Восходитель | страница 23
Аудиенция затянулась. Он уделил мне около часа. Прощаясь, с улыбкой проговорил, что рад знакомству. А я — тем более.
Что ж дальше? Да ничего. Молчок. Но месяца через три-четыре (гул от моей декларации смолк и благополучно сменился новыми шумовыми эффектами) шеф обратился ко мне с предложением. С таким, от которого не отказываются. Я очутился в новой конторе — все прежние не шли с ней в сравнение.
На сей раз я этого ожидал. Почти неизбежный виток сюжета. Поэтому и мое предчувствие явилось ко мне закономерно. Мне уже стал привычен шорох его шагов и этот чуть слышный, но требовательный стук в мою дверь.
Однажды в полузабытом отрочестве случайно я встретил ее на улице. Впервые в еще недолгой жизни. И стоило лишь на миг увидеть те северные поморские скулы, чтоб я ощутил присутствие будущего, в котором мы окажемся вместе. Хватило и мига. Как нынче утром.
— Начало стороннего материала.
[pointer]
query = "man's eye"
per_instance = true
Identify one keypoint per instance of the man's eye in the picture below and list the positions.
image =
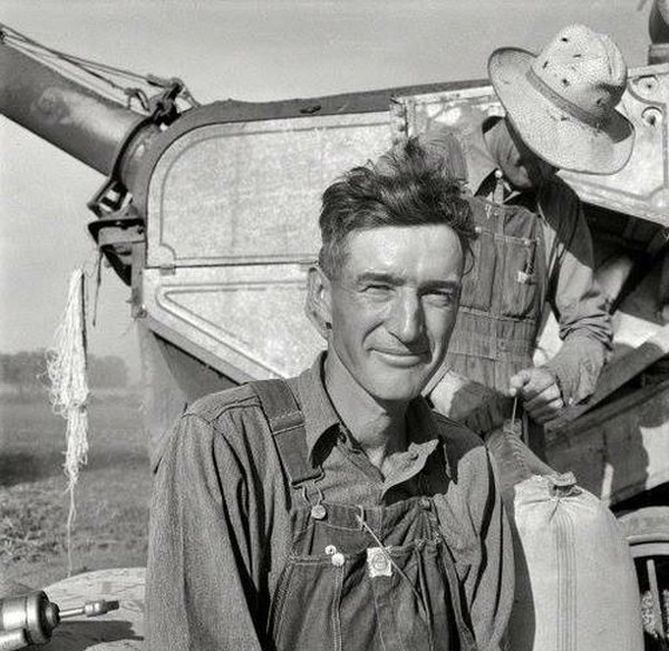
(441, 298)
(377, 288)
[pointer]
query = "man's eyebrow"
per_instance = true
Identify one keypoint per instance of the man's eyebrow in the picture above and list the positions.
(391, 279)
(379, 276)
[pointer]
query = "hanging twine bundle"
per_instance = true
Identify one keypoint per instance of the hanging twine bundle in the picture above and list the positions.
(66, 366)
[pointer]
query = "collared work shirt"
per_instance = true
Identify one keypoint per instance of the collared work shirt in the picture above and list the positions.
(220, 521)
(572, 291)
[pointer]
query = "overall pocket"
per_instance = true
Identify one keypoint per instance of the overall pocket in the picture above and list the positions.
(519, 279)
(477, 282)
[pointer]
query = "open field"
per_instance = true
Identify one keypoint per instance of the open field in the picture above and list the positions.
(112, 496)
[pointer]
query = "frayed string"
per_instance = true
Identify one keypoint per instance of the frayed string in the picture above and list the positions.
(66, 366)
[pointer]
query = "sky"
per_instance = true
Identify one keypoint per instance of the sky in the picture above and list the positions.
(246, 50)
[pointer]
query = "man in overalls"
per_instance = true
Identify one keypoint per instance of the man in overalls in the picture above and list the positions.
(335, 510)
(534, 245)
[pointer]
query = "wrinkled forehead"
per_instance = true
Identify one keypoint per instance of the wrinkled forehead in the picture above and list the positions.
(418, 252)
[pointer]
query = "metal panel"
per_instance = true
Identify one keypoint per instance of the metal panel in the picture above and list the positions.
(249, 192)
(641, 188)
(247, 321)
(620, 449)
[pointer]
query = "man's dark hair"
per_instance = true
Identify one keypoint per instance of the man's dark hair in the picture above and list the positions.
(409, 186)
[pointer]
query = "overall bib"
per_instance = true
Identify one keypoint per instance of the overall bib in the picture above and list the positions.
(498, 318)
(357, 578)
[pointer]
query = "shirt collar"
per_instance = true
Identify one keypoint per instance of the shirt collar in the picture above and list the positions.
(321, 418)
(480, 163)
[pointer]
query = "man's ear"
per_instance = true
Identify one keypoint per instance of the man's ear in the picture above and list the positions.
(317, 305)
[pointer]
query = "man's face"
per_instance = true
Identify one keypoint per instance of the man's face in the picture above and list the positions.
(520, 165)
(393, 306)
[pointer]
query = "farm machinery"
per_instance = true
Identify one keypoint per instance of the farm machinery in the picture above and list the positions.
(207, 214)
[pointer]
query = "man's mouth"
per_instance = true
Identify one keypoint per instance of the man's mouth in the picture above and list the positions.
(403, 358)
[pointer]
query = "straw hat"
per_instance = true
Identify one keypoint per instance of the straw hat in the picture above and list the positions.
(562, 101)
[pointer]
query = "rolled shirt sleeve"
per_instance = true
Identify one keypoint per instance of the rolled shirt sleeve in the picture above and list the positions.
(476, 527)
(573, 293)
(490, 589)
(201, 591)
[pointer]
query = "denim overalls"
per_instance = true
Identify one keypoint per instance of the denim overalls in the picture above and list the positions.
(502, 296)
(367, 578)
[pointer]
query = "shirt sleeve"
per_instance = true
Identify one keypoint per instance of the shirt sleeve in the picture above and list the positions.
(489, 587)
(202, 590)
(577, 301)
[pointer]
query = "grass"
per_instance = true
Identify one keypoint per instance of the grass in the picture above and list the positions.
(111, 498)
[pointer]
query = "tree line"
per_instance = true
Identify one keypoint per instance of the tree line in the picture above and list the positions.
(27, 370)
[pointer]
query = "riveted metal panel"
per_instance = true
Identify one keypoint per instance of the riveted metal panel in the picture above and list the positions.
(246, 322)
(248, 192)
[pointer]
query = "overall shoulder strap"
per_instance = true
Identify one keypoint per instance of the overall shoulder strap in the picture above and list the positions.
(286, 423)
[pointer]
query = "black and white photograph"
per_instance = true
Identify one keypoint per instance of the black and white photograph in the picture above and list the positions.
(334, 325)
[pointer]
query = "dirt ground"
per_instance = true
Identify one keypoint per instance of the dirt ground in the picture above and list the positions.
(112, 496)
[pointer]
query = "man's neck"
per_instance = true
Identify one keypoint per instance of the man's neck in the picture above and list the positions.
(379, 428)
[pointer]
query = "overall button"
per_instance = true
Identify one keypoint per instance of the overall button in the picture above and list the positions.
(318, 512)
(379, 562)
(337, 559)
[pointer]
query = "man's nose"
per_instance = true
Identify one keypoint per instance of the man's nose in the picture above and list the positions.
(407, 321)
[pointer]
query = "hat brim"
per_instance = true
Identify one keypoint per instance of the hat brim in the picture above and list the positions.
(551, 132)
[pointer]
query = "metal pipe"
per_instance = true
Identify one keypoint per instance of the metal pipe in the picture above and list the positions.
(658, 22)
(79, 121)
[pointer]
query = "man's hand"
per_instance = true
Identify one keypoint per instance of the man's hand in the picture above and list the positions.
(539, 391)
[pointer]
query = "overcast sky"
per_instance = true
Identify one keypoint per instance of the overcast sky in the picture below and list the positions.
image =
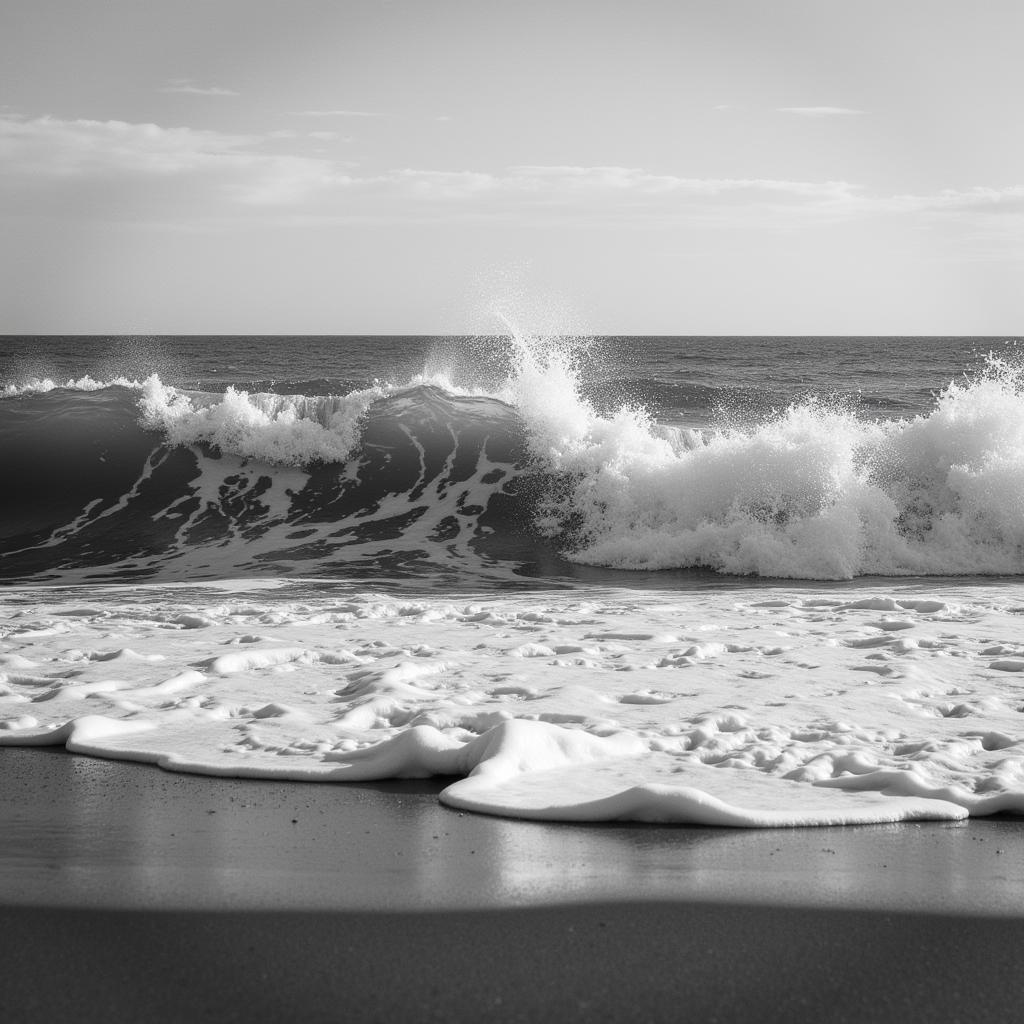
(651, 166)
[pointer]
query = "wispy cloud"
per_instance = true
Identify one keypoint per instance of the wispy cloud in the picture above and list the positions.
(337, 114)
(98, 158)
(819, 112)
(186, 86)
(117, 170)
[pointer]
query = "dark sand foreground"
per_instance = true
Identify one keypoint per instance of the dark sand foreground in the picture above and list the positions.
(127, 893)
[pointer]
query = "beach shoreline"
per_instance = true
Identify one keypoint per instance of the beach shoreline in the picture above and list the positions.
(170, 897)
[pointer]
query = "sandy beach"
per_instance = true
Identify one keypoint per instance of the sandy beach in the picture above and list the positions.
(129, 893)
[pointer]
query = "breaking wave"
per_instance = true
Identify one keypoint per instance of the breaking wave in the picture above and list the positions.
(137, 479)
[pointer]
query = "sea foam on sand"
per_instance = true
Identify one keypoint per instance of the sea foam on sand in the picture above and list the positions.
(751, 707)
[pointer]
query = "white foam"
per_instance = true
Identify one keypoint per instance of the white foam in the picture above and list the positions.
(43, 385)
(625, 708)
(284, 429)
(812, 493)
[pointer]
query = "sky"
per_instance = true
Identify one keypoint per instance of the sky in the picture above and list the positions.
(415, 166)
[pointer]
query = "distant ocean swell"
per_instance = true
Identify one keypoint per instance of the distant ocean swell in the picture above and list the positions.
(127, 480)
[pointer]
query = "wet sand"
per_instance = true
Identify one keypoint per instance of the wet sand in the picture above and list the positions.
(128, 893)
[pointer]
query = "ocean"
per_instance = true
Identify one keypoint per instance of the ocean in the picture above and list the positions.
(754, 582)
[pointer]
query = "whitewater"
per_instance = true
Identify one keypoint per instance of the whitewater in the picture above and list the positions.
(734, 582)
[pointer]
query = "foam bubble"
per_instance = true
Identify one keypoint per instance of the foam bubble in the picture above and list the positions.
(813, 492)
(284, 429)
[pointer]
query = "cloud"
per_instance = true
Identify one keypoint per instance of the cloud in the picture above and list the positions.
(185, 85)
(337, 114)
(819, 112)
(117, 159)
(119, 171)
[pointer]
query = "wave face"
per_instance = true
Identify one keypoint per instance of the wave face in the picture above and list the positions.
(530, 474)
(129, 482)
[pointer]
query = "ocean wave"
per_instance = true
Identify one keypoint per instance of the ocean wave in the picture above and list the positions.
(125, 479)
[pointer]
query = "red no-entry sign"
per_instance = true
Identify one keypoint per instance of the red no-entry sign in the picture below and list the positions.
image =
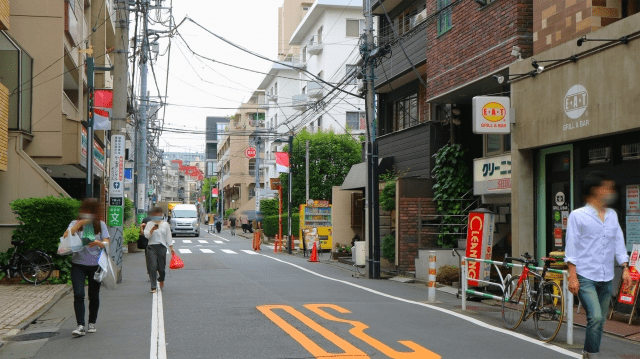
(250, 152)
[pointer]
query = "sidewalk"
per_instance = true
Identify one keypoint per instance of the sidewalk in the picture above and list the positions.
(23, 303)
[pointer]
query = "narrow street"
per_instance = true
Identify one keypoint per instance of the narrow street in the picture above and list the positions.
(229, 302)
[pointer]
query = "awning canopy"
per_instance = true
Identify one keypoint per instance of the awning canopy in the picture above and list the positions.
(357, 176)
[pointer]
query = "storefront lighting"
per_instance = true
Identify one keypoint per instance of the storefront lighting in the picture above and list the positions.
(583, 39)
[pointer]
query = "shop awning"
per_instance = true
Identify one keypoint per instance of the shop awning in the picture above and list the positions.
(357, 176)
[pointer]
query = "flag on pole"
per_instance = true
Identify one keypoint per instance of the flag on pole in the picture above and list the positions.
(282, 161)
(102, 106)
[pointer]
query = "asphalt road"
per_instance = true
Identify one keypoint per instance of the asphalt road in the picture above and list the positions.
(229, 302)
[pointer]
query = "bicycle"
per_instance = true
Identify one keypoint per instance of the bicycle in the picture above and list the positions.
(521, 300)
(34, 266)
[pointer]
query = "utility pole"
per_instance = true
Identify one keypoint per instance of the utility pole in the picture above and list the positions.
(372, 157)
(118, 127)
(307, 169)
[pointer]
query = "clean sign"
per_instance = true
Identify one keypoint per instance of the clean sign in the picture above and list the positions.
(491, 115)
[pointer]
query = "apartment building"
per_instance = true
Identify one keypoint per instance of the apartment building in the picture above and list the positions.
(576, 112)
(46, 141)
(237, 165)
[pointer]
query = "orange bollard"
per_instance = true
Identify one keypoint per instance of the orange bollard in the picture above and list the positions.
(314, 253)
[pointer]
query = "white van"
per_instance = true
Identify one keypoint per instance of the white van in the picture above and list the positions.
(185, 220)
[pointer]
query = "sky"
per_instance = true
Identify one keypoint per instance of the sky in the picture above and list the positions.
(196, 82)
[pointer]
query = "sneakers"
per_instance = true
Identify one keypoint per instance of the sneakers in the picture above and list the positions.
(80, 331)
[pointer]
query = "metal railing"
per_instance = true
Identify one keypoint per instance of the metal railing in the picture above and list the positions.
(465, 287)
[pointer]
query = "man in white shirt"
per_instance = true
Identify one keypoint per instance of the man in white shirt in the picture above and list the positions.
(594, 240)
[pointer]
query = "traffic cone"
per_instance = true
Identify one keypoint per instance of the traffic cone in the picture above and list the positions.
(314, 253)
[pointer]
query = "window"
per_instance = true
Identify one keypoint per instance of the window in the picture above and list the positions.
(354, 27)
(444, 16)
(350, 70)
(405, 112)
(16, 75)
(354, 120)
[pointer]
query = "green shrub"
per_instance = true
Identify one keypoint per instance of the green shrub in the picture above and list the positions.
(228, 212)
(448, 274)
(389, 248)
(270, 225)
(131, 234)
(43, 221)
(269, 207)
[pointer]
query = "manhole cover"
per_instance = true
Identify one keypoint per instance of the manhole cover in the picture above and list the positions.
(481, 309)
(31, 336)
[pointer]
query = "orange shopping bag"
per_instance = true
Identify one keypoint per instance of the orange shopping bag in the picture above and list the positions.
(176, 262)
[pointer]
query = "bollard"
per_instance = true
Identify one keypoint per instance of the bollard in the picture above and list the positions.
(432, 276)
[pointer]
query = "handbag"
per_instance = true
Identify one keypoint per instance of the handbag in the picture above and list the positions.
(106, 273)
(71, 243)
(176, 262)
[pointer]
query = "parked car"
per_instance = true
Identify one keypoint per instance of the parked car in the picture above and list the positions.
(185, 220)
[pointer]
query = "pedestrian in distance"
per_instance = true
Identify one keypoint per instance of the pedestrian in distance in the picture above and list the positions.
(84, 263)
(158, 232)
(594, 241)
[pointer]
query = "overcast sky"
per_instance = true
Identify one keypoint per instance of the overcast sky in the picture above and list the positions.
(250, 23)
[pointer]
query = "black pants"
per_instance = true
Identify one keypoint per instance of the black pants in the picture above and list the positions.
(79, 273)
(156, 263)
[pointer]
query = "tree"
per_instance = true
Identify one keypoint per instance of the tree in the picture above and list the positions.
(207, 184)
(331, 156)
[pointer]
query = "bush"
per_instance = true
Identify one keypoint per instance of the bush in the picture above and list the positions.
(269, 207)
(389, 248)
(43, 221)
(131, 234)
(448, 274)
(270, 225)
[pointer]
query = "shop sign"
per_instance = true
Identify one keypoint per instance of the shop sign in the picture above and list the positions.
(492, 175)
(575, 105)
(633, 200)
(479, 245)
(491, 115)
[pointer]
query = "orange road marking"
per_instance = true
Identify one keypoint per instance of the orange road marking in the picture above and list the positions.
(350, 352)
(358, 332)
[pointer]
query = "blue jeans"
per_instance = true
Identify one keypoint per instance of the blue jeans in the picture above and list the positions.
(595, 298)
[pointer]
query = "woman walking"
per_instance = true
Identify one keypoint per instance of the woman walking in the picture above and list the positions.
(95, 237)
(159, 233)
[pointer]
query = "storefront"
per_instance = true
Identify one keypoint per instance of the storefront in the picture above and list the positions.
(574, 117)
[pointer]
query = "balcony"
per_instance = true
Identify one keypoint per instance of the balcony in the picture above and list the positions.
(300, 102)
(314, 46)
(315, 89)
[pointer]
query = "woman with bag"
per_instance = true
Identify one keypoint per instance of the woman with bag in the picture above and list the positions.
(158, 232)
(84, 263)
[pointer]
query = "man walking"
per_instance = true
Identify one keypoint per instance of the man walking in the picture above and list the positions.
(594, 239)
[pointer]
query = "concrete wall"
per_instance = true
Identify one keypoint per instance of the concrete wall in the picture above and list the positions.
(23, 179)
(341, 216)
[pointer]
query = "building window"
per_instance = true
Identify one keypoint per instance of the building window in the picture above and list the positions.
(497, 144)
(354, 27)
(405, 112)
(15, 75)
(350, 71)
(354, 121)
(444, 16)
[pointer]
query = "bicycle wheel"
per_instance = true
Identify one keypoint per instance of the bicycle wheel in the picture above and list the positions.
(514, 303)
(550, 312)
(35, 267)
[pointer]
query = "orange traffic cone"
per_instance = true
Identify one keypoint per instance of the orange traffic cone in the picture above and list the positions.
(314, 253)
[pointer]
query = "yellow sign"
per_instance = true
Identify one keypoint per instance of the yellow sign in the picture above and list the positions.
(493, 112)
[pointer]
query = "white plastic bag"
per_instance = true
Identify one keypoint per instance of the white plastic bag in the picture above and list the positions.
(72, 243)
(106, 273)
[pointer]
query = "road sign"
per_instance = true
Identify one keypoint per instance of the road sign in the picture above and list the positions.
(250, 152)
(115, 216)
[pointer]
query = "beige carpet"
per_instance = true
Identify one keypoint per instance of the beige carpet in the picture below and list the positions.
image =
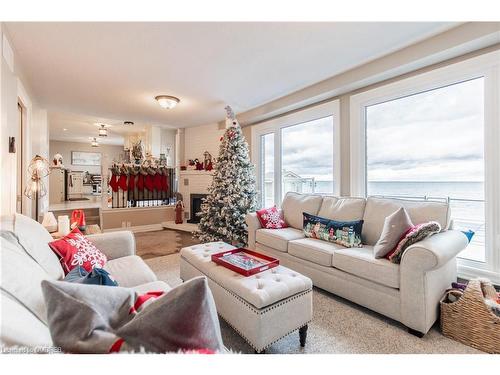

Ну вот и авантажно внушительные, нависшие над Рублевкой мосты. Они ее делают безопасней. Метафора лежит на поверхности. Я навожу их с тою же целью — несколько разрядить атмосферу. Не допустить ее уплотнения. Наладить действенный диалог с мыслящими тростниками отчизны. Те, что весомы, должны быть пасомы.
Я это делаю образцово — уточняю направление вектора, чтобы мои подопечные знали новые правила движения. Ко мне относятся уважительно, но без симпатии — ваше дело. Хозяин моей работой доволен.
Нет-нет и я спрашивал сам себя: знает ли что-нибудь та далекая о том, как разрослась моя жизнь? Донесся ли до нее хоть слух, хоть мимолетный звук обо мне? В конце концов, в этом нет невозможного. И при ее исступленном глотании всякого печатного слова она, безусловно, могла прочесть мой громкий вызов миру и городу. Прежде всего этому городу, который отныне и есть мой мир. Хотелось бы видеть ее реакцию.
В сущности, загадки тут нет. Все, что она бы сказала, я знаю. Что-нибудь вполне отвечающее гуманистической традиции. Что-нибудь злое о скотстве власти, которой я и предан и придан.
И что бы я сказал ей в ответ? Что все эти ее гуманисты — люди с еще не иссякшим прошлым и с будущим, уже миновавшим? Что неразумно и недостойно делать профессию из оппозиции? Что неудачники не имеют решительно никаких оправданий?
Любой из них мог сложить свой сюжет так же, как сложил его я, но почему-то никто не отважился. Лишь прячут по-страусиному головы в эмоциональный андеграунд, столь же бесплодный, как диссидентский. Не все, что я говорю и пишу, есть истина? Вполне вероятно. Я с детства опасаюсь господ, которые рубят правду-матку. Люди имеют право слышать то, что они хотят услышать.